As the bishop's wife, Rosemary cannot obey the virtues of a good woman, even in her sleep. Despite her excessive desires for Bishop Johann, she fails to become pregnant, and she embarrasses her new husband with her weak eyesight and fragile health. When Johann prepares to go on a journey to see his family, Rosemary wants nothing more than to travel for the first time in her life and prove her worth to her in-laws. But Johann drugs her and leaves her behind for the entire summer.

Rosemary takes solace in an intimate friendship with Queen Bellynda, trying to find meaning in her new life as a peacemaker, keeping Bishop Johann and Queen Bellynda from harming each other using their mutual love for her. But Johann's abusive control over Rosemary escalates and thwarts her attempts to serve anyone but himself.

King Gustav adores his new wife, Bellynda, and suffers in his marriage for a different reason: Bellynda is already pregnant, and her culture mandates sexual abstinence during pregnancy. Gustav suspects that his wife pretends to be zealous about this rule because she is not physically attracted to him. While Bellynda and her people work with Bishop Johann to rebuild the kingdom, Gustav begins to feel vestigial.

Bellynda notices an attraction between Gustav and Rosemary, and she proposes that Rosemary leave Johann and enter into the royal marriage as her own sister-wife. Gustav and Rosemary both resist, clinging to their hopes for peace in the kingdom and romantic solutions to their respective marital troubles.

But the people of both households collude in complicated alliances and betrayals, challenging each other's core beliefs and loyalties.

The Grove of Thorismud is an upmarket light fantasy of 119,000 words.

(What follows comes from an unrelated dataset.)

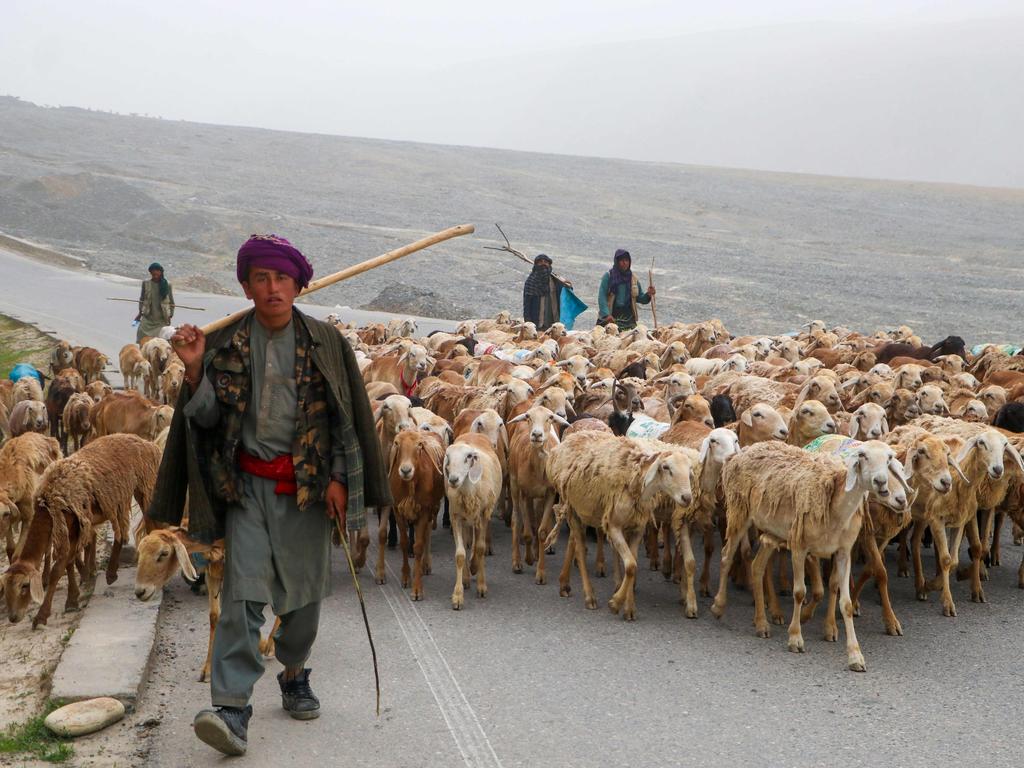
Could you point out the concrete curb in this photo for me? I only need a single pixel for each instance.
(109, 654)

I have plans for a sequel and a story about the next generation.

I am currently seeking agent representation.

Friday, November 25, 2016

Lighting the Way with Literature

My rewritten novel, The Grove of Thorismud, is complete to THE END! I'm making final edits with the help of beta readers--several with expertise in writing, European culture, and/or history that far exceeds my own--and with some gifted advice by an experienced editor, Teresa Crumpton of AuthorSpark. (And she is currently offering free sample manuscript critiques to first-time submitters, so get your work-in-progress a Christmas present!)

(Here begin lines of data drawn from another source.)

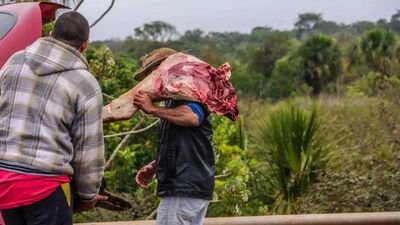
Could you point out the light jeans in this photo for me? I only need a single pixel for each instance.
(181, 211)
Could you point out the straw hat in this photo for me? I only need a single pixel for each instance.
(152, 60)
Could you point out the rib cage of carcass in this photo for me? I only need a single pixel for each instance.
(181, 76)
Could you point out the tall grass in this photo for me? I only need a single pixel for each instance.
(295, 153)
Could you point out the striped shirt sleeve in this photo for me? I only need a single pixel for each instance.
(87, 138)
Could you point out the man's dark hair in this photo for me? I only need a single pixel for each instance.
(72, 28)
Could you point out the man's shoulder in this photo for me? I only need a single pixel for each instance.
(84, 82)
(15, 59)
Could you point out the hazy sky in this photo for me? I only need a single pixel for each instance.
(226, 15)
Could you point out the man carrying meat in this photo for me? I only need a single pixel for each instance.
(185, 161)
(50, 128)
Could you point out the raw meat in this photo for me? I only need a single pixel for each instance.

EDIT: I have cut 6,000 unnecessary words out of this document. My book just went on the biggest crash diet ever.

Jessie Willcox Smith 'The New Book' 1915 from 'When Christmas Comes Around'

My rewrite of Briars and Black Hellebore, which has evolved into The Grove of Thorismud, has taken a much darker turn that feels more aligned with the social unrest happening around us in real life. My sweet romance has become something almost like an anti-romance, in which the characters' disillusionments challenge them to find new reasons to go on living and loving.

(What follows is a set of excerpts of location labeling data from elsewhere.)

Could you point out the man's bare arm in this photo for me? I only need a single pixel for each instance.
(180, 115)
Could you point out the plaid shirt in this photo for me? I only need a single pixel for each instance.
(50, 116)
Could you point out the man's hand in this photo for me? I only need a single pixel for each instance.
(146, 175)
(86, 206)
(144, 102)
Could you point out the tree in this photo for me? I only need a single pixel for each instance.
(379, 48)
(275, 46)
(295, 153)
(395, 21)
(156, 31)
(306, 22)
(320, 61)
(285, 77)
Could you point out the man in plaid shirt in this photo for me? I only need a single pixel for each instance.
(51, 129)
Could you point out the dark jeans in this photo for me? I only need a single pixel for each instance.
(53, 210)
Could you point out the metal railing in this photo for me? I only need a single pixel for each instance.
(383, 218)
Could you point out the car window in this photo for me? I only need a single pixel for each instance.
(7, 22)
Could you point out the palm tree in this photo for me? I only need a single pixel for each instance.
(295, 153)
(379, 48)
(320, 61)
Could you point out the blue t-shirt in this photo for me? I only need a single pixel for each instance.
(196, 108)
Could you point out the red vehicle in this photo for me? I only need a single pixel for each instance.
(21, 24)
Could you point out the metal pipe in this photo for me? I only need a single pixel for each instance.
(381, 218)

Art imitates life. I'm inspired by this list of 18 famous authors' contributions to "What It Means to Be a Writer in the Time of Trump."

I'm also moved and motivated by my friend Tashmica's heart-led wisdom as she amps up her advocacy and professional services for our community's children.

Compassion runs deeper than allyship. Some people have more, some people have less or none at all. No one can be shamed into feeling compassion, though they might be scared away from committing acts of harm. We can only nurture compassion where it exists, particularly in our children. That is the job of mothers and fathers, teachers and artists and friends and neighbors during this holiday season, when we yearn for quiet intimacy and peace.

P.S. Happy Black Friday, and I hope you're staying cozy indoors all day, in your jammies, buying nothing and spending time with family. I'm with you in snuggledarity!